Lurking in the background are the ongoing needs to track the performance and life of the various engine tests used to define the two categories created under the current standard, ILSAC GF-6A and 6B. Finally, some OEMs want to add lighter viscosity grades, SAE 0W-8 and SAE 0W-12, and these grades will likely be introduced into the ILSAC system for ILSAC GF-7B.
The MRV requirement is of little surprise. It’s been a topic of discussion for the SAE Engine Oil Viscosity Classification Task Force for more than a year as the group considered whether the SAE J-300 limit should be lowered for all specifications from the current 60,000 cP limit to 40,000 cP. SAE J-300 is the industry’s main standard for defining engine oil viscometric properties. Investigation there shows that the vast majority of SAE 5W-20 and 30 products meet the lower limit today, as do SAE 0W-20 engine oils. But changing SAE J-300, which is a global standard, impacts many specifications and existing products and must be done with great care.
Data from the American Petroleum Institute notes that there are products that are acceptable today that would fail a revised limit. General Motors already uses the lower limit in its Dexos 1 specification, so all OEM members of ILSAC could require the lower limit today in their OEM specifications, if they desired.
The Noack requirement may be an additional test or a replacement for the current Noack test, which is run at 250 degrees C to meet a limit of 15% Noack. Developers intend the new test to be run at 150 C which may provide a better correlation to overall oil consumption. Lower levels of sulfated ash and metal-containing additives have been discussed for various specifications for many years as OEMs seek to reduce tailpipe emissions and particulates. Work is also already in progress to develop a new test for low-speed pre-ignition in response to concerns that Ford raised about three years ago.
Angela Willis of Willis Advanced Consulting meticulously tracks the use and life of engine tests as part of her role as Passenger Car Engine Oil Classification Panel chairperson. Early on, data seemed to indicate the industry had enough test parts to last into 2030, but that has changed.

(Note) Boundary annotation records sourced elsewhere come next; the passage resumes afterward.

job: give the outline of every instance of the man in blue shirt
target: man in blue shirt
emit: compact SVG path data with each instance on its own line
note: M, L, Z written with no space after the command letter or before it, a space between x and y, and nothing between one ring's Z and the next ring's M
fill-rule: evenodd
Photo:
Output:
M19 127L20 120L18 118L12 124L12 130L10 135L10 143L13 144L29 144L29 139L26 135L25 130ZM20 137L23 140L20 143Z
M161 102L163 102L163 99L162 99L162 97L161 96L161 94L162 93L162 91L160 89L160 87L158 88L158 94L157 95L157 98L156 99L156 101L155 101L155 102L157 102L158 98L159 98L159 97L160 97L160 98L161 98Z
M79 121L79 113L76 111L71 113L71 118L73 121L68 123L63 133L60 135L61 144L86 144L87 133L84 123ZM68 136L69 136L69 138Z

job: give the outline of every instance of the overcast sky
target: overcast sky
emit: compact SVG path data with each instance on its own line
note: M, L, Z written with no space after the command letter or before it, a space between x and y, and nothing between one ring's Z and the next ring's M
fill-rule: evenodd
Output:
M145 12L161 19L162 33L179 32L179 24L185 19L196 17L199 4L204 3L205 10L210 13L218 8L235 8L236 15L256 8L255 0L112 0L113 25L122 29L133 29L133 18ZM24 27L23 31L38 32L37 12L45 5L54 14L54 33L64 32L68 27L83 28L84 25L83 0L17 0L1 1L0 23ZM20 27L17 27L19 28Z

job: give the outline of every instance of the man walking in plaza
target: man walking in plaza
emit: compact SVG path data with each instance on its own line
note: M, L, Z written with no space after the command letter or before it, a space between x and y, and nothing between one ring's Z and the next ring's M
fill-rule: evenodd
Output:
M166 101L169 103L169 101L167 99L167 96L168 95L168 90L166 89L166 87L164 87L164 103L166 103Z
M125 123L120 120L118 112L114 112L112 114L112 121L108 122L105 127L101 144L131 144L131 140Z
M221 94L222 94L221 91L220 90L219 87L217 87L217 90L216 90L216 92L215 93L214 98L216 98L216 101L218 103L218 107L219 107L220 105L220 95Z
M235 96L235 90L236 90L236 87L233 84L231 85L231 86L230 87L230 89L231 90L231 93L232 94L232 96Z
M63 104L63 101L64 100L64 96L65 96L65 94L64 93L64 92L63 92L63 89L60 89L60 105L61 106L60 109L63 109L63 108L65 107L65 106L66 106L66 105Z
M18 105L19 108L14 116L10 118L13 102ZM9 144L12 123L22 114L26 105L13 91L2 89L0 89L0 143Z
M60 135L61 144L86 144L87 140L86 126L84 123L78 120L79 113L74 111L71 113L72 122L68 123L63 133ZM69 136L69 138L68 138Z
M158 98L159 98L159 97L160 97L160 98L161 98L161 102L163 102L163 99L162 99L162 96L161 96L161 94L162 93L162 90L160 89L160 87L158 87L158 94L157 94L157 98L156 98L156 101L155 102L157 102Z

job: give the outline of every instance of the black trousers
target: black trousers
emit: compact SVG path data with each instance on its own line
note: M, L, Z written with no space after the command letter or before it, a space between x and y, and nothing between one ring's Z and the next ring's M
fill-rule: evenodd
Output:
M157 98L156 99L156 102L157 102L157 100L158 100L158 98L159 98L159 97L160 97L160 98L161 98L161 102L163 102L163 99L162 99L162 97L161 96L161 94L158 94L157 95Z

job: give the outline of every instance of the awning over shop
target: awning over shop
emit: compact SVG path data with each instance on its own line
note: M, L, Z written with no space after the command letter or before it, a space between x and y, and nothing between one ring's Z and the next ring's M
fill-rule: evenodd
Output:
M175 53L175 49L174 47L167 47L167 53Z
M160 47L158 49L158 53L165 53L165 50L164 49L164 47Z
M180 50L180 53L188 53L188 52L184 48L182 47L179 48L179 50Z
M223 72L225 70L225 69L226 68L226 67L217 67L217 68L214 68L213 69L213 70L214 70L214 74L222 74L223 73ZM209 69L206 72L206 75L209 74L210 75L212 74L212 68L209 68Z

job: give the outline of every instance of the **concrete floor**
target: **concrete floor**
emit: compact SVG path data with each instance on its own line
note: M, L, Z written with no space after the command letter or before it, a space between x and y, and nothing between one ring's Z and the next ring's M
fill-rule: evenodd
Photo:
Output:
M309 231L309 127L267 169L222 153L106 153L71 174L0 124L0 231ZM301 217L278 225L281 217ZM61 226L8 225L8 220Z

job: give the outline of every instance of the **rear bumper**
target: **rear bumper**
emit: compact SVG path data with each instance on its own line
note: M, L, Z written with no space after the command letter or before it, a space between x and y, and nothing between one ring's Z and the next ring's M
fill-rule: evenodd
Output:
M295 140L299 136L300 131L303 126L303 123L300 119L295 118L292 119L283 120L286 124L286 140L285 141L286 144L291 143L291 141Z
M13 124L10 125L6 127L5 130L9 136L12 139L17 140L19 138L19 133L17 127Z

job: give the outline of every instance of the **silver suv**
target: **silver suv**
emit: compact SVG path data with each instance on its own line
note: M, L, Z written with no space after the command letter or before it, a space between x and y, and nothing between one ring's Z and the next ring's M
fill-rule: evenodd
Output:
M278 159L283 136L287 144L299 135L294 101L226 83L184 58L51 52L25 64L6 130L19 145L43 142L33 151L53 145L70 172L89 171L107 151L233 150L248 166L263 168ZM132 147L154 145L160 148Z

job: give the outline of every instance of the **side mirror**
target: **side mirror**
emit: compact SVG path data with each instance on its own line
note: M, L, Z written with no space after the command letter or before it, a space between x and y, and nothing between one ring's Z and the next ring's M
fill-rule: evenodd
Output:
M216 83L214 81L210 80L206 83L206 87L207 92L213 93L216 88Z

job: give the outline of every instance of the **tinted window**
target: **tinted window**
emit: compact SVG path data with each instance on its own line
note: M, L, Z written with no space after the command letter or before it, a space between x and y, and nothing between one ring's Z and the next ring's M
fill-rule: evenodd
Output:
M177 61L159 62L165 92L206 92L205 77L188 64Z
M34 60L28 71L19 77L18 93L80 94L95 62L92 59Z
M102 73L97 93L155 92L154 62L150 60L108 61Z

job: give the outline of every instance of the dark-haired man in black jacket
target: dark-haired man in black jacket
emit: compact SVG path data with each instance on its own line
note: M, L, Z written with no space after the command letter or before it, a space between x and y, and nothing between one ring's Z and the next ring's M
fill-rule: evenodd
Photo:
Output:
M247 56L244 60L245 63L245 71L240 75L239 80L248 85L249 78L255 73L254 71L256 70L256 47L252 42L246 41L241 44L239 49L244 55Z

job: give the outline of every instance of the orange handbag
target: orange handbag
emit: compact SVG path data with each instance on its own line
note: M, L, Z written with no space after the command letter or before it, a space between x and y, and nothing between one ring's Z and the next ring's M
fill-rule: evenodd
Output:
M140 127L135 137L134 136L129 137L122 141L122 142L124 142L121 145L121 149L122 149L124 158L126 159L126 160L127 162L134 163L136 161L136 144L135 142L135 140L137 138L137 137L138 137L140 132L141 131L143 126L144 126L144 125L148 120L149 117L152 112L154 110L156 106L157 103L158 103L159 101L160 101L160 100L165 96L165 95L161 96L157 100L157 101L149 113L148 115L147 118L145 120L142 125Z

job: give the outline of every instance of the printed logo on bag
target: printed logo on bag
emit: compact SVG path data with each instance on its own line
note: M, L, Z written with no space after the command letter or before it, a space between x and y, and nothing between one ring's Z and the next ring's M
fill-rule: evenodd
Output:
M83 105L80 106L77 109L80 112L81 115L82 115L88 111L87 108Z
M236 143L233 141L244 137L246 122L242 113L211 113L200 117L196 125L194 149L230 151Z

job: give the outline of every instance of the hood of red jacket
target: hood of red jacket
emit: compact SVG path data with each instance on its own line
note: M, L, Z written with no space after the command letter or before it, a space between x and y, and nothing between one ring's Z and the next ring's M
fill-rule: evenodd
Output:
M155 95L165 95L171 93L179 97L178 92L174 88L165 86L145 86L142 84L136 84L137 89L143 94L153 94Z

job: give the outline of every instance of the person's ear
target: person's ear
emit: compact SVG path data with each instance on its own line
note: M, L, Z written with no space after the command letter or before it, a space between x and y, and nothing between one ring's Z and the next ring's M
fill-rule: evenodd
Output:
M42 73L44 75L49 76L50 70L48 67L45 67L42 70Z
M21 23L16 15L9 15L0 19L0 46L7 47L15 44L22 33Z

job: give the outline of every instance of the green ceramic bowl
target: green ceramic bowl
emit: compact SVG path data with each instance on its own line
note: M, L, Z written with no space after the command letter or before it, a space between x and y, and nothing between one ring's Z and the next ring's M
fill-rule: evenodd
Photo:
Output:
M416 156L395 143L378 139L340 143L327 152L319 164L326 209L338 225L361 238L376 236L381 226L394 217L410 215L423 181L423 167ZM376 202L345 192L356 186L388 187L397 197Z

“My forecasts are only as good as the data I receive, and it is always changing,” Willis said. “Recently other standard-setting bodies have been adopting ASTM engine oil test methods into their standards and specifications, which were developed and implemented for purpose to support ILSAC standards and API categories. Engines and critical hardware are being depleted at a faster pace than planned, which plays a role in shortening the life expectancy or availability of a given test.
“One example of this is use of the Sequence VH in the GM Gen 3 Dexos 1 specification. There is no base oil interchange or viscosity grade read across allowed, resulting in numerous tests to be run to support the Dexos 1 specification. As an industry, we need to do a better job communicating and comprehending additional needs over and beyond ILSAC and API to ensure these tests have the appropriate life expectancies.” Sequence VH measures engine sludge and varnish.
Industry work never stops as stakeholders do the hard work to prepare for future engine oil technology needs. Marketers strive to provide the products to protect cars already on the road while introducing new ones for future cars.
On a final note, the industry is already working to introduce a new heavy-duty category by January 2027, while GM indicates it will introduce Dexos 1 generation 4 around the same time. All of these initiatives, including GF-7, will pose a challenge for industry resources due to the amount of work required.